Texas power grid could be woefully unprepared for coming winter
Legislation passed after February’s brutal cold doesn’t obligate Texas natural gas companies to do much in advance of extreme weather.

In a hearing last week, Texas senators sounded pretty upset that natural gas companies won’t have to prepare their facilities for extreme weather before winter comes.
Texas’ energy market is largely deregulated, and most of the power produced there comes from private companies.
And industry championed what amount to loopholes that were baked into the law those same legislators passed over the summer.
After February’s deadly winter storm, Texas Gov. Greg Abbott made weatherizing the state’s electricity infrastructure a priority. Enter: Senate Bill 3 and a sigh of relief, right?
“We are not ready for this winter,” said Doug Lewin, who runs Stoic Energy, a consultancy based in Austin. He said the natural gas companies that produce nearly half of the power that fuels the state’s electricity grid can sidestep the law.
“There was a failure in advance of last February.
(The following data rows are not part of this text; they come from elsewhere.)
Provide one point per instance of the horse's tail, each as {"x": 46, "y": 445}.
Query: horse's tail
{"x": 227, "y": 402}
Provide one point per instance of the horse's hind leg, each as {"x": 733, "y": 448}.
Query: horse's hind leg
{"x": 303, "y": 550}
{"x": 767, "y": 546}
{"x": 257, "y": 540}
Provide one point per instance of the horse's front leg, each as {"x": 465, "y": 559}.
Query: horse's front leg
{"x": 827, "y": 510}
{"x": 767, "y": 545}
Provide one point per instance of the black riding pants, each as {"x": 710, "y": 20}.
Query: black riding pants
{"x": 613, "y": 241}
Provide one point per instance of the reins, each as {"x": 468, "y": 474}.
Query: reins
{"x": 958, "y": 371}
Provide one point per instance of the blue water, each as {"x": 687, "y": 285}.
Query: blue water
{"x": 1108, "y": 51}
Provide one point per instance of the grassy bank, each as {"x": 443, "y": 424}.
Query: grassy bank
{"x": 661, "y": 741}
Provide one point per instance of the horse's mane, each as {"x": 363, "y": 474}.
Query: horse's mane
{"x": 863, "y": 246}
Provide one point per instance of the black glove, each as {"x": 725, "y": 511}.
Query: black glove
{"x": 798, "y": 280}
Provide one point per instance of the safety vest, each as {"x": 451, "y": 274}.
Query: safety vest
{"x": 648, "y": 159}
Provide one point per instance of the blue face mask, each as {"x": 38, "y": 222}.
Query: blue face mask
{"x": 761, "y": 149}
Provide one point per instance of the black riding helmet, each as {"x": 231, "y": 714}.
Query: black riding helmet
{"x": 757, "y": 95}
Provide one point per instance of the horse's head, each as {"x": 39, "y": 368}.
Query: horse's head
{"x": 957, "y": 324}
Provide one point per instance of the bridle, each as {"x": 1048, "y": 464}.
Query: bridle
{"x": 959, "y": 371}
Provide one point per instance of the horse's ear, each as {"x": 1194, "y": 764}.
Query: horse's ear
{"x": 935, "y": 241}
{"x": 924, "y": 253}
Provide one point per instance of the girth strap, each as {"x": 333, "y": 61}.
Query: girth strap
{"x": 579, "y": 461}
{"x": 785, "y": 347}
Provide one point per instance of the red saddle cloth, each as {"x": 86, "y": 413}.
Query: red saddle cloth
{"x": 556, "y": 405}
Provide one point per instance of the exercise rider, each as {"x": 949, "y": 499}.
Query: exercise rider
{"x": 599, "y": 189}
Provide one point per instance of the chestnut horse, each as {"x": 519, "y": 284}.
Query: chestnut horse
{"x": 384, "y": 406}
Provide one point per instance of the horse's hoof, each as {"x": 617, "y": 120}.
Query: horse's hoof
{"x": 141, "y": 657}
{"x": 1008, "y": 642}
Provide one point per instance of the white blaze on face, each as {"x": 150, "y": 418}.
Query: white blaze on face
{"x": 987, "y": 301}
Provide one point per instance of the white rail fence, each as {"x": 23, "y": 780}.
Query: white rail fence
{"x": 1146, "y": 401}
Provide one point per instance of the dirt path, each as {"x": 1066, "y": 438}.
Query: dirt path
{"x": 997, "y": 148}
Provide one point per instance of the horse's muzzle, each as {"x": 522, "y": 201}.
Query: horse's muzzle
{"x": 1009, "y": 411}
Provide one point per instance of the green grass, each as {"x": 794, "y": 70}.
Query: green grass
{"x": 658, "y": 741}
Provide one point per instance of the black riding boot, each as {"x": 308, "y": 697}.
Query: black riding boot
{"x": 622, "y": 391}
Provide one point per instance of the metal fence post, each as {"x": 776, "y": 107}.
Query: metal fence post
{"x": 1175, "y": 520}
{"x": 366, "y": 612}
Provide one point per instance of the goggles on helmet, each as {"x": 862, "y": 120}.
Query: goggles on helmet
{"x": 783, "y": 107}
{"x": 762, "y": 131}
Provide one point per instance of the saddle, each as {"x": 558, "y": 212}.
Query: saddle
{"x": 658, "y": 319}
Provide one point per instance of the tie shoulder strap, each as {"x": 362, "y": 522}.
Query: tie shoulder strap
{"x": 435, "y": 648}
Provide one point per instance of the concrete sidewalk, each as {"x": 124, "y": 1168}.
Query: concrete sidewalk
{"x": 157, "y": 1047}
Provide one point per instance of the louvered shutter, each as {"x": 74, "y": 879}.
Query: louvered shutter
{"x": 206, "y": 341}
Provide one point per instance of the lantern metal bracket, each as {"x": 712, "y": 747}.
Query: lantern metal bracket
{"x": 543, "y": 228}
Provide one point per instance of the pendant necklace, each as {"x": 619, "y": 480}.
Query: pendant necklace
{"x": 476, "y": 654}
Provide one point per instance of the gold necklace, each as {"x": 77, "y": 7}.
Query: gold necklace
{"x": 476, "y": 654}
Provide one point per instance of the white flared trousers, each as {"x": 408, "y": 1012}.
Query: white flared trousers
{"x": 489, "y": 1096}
That failure, unfortunately, is being compounded by incompetence,” Lewin said, adding that state regulators have pretty broad power to institute rules quickly — they just haven’t.
Joshua Rhodes at the Webber Energy Group at the University of Texas at Austin said lawmakers have to realize that our energy systems are interconnected.
“So if we have a massive disruption in one it will ripple through to the other systems and normal people will notice,” Rhodes said.
According to a BuzzFeed analysis, around 700 Texans died last winter as a result of the winter storm.